A última noite de 2009 havia sido extremamente feliz para a artesã Sonia Imanishi, hoje com 59 anos.

Ao lado do marido, Geraldo Faraci, atualmente com 64, e da filha Yumi Faraci, na época com 18 anos, eles acompanharam a chegada de 2010 na pousada que a família tinha na região de Ilha Grande, em Angra dos Reis (RJ).

As primeiras horas de 2010, no entanto, foram marcadas por chuva intensa na região. Após as comemorações, Yumi e amigos do curso de arquitetura da Universidade Federal de Minas Gerais (UFMG) dormiam em um quarto da pousada quando um deslizamento de terra atingiu o local.

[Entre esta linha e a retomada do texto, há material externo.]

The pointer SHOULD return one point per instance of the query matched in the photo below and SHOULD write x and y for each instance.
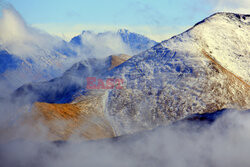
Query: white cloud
(67, 31)
(236, 6)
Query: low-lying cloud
(239, 6)
(224, 144)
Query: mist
(225, 143)
(40, 56)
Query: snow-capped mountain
(125, 41)
(67, 87)
(29, 55)
(202, 70)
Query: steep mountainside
(202, 70)
(133, 43)
(70, 85)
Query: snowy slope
(204, 69)
(185, 75)
(123, 41)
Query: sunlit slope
(202, 70)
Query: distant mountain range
(202, 70)
(51, 62)
(134, 42)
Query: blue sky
(158, 19)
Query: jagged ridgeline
(202, 70)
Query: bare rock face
(75, 120)
(202, 70)
(116, 60)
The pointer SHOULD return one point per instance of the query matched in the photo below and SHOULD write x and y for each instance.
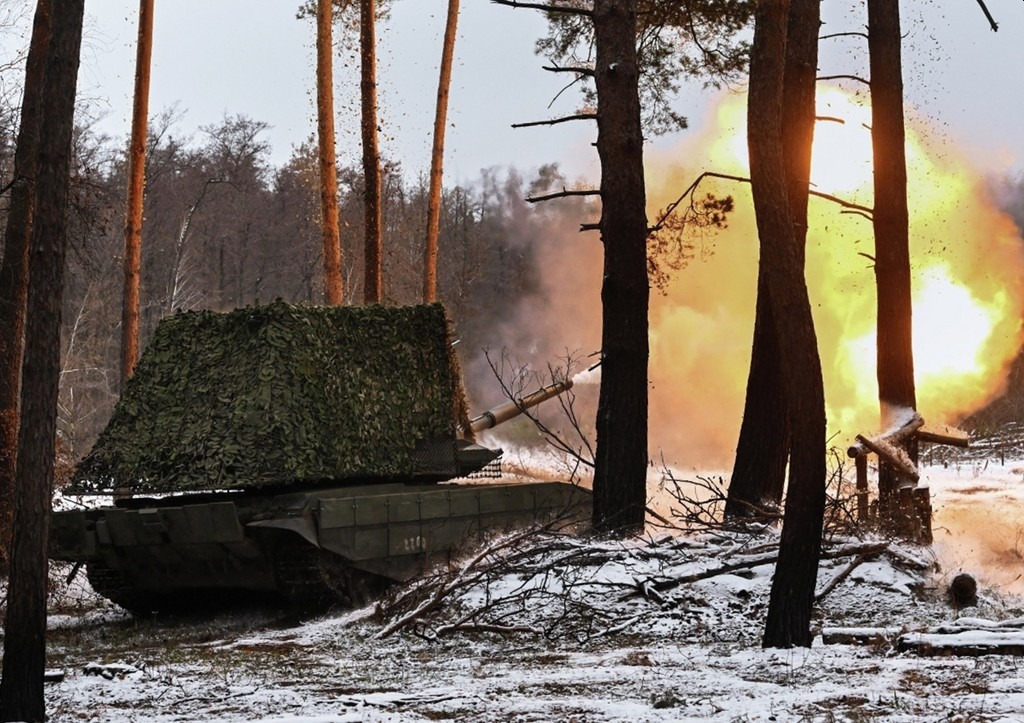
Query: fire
(967, 260)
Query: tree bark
(437, 157)
(14, 271)
(25, 626)
(892, 255)
(373, 291)
(333, 285)
(621, 464)
(793, 585)
(136, 193)
(759, 471)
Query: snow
(625, 642)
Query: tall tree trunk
(14, 271)
(333, 285)
(892, 255)
(136, 193)
(793, 586)
(373, 289)
(437, 158)
(621, 464)
(25, 626)
(759, 472)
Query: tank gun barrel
(514, 408)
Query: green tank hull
(308, 549)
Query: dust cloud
(967, 258)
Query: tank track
(113, 585)
(312, 579)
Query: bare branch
(564, 193)
(555, 121)
(991, 20)
(545, 6)
(864, 210)
(856, 78)
(843, 35)
(582, 70)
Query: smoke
(978, 522)
(967, 258)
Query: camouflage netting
(282, 393)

A alegria das horas anteriores deu lugar à tristeza profunda na família. Yumi e um casal de amigos foram atingidos pelo deslizamento e morreram. A tragédia mudou a vida de Sonia e Geraldo. Eles perderam a filha e a fonte de renda da família, pois a pousada ficou destruída.

Uma década depois, os pais de Yumi decidiram jogar as cinzas da jovem em diferentes pontos do mundo. Para eles, é uma forma de levar a filha, que era apaixonada por viagens, a diferentes lugares.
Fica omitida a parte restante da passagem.